L'accès au dôme de Bellefont passe par un alpage réputé pour la férocité des patous qui y gardent le troupeau de moutons durant l'été. Bien des trailers ont dû faire demi-tour devant les deux bêtes enragées, aussi ai-je préféré me munir d'une tranche de jambon au fond de la poche, au cas où les chiens refuseraient d'obtempérer. Deux itinéraires sont possibles, le premier plus direct passe par le col de Saulce et la cabane du berger, le second beaucoup plus long, passe par le couloir du Prayet avant de rejoindre un plateau qu'il faut traverser intégralement par le fameux chaos de Bellefont. C'est un amoncellement de roches à contourner plutôt casse-pieds mais qui permet d'éviter le passage obligé devant la cabane du berger. C'est par cette deuxième option que nous allons rejoindre le dôme.
Le sentier superbe se faufile d'abord à travers une falaise, par un couloir dont je garde un mauvais souvenir, en effet j'y suis passé un hiver en ski de randonnée avec mes amis Loïc et Jolly, un jour magnifique de poudreuse, neige dont je n'ai pas pu profiter pleinement en raison d'un coup de fatigue terrible m'obligeant à des arrêts fréquents pour reprendre ma respiration. Heureusement aujourd'hui j'ai dix ans de plus et une forme olympique ! Je cavale derrière Hélène sans le moindre problème ! Comme j'ai oublié la flotte, nous avons fait le plein d'eau fraîche à la Fontaine Noire avant de reprendre la série de lacets qui montent au plateau.

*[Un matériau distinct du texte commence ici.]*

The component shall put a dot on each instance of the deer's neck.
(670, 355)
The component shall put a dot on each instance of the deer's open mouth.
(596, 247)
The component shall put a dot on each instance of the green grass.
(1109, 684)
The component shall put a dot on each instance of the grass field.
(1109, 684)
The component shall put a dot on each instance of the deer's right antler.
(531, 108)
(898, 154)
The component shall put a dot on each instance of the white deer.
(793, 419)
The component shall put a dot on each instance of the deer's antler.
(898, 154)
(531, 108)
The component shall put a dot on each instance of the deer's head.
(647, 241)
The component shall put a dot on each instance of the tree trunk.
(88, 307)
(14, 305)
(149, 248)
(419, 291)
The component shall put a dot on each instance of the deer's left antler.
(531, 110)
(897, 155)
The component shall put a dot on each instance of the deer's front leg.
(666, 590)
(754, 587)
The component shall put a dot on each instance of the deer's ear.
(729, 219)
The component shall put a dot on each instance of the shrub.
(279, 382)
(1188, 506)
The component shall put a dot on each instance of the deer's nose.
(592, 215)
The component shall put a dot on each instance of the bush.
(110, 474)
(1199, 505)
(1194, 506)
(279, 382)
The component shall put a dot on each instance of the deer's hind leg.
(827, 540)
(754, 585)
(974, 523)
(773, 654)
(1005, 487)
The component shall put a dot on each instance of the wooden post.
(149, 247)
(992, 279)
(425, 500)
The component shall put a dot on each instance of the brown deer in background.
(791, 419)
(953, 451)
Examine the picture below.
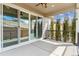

Là-haut le replat permet de voir la suite du parcours presque intégralement et pas la moindre trace du troupeau ! Pourtant, un timide son de cloche atteste de la présence d'au moins un mouton... Nous verrons bien. Le chaos est un empilement de blocs rocheux énormes et singuliers que le sentier évite par une succession de dos d'âne qui demandent une certaine énergie. C'est au dernier bloc que nous avons une mauvaise surprise, les six cents moutons paissent tranquillement blottis dans le dernier vallon, passage obligatoire pour se rendre au dôme. Alors à pas de loup, sans déranger les placides ovins, nous avançons en espérant ne pas éveiller l'attention des deux cerbères. Les moutons se poussent à notre passage et bientôt nous voyons le bout du troupeau quand soudain, sortis d'un trou, les deux cleb's fondent sur nous, ivres de rage d'avoir été ainsi surpris. Plus loin, une clôture grillagée matérialise l'extrémité de leur domaine. Sans courir pour ne pas exciter davantage les deux monstres, nous marchons rapidement vers notre salut. Jamais grillage ne fut sauté aussi facilement. Gagné ! Les deux patous, vexés de ne pas avoir pu goûter à nos mollets, s'en retournent à leur cachette en se promettant d'être plus attentifs au prochain passage.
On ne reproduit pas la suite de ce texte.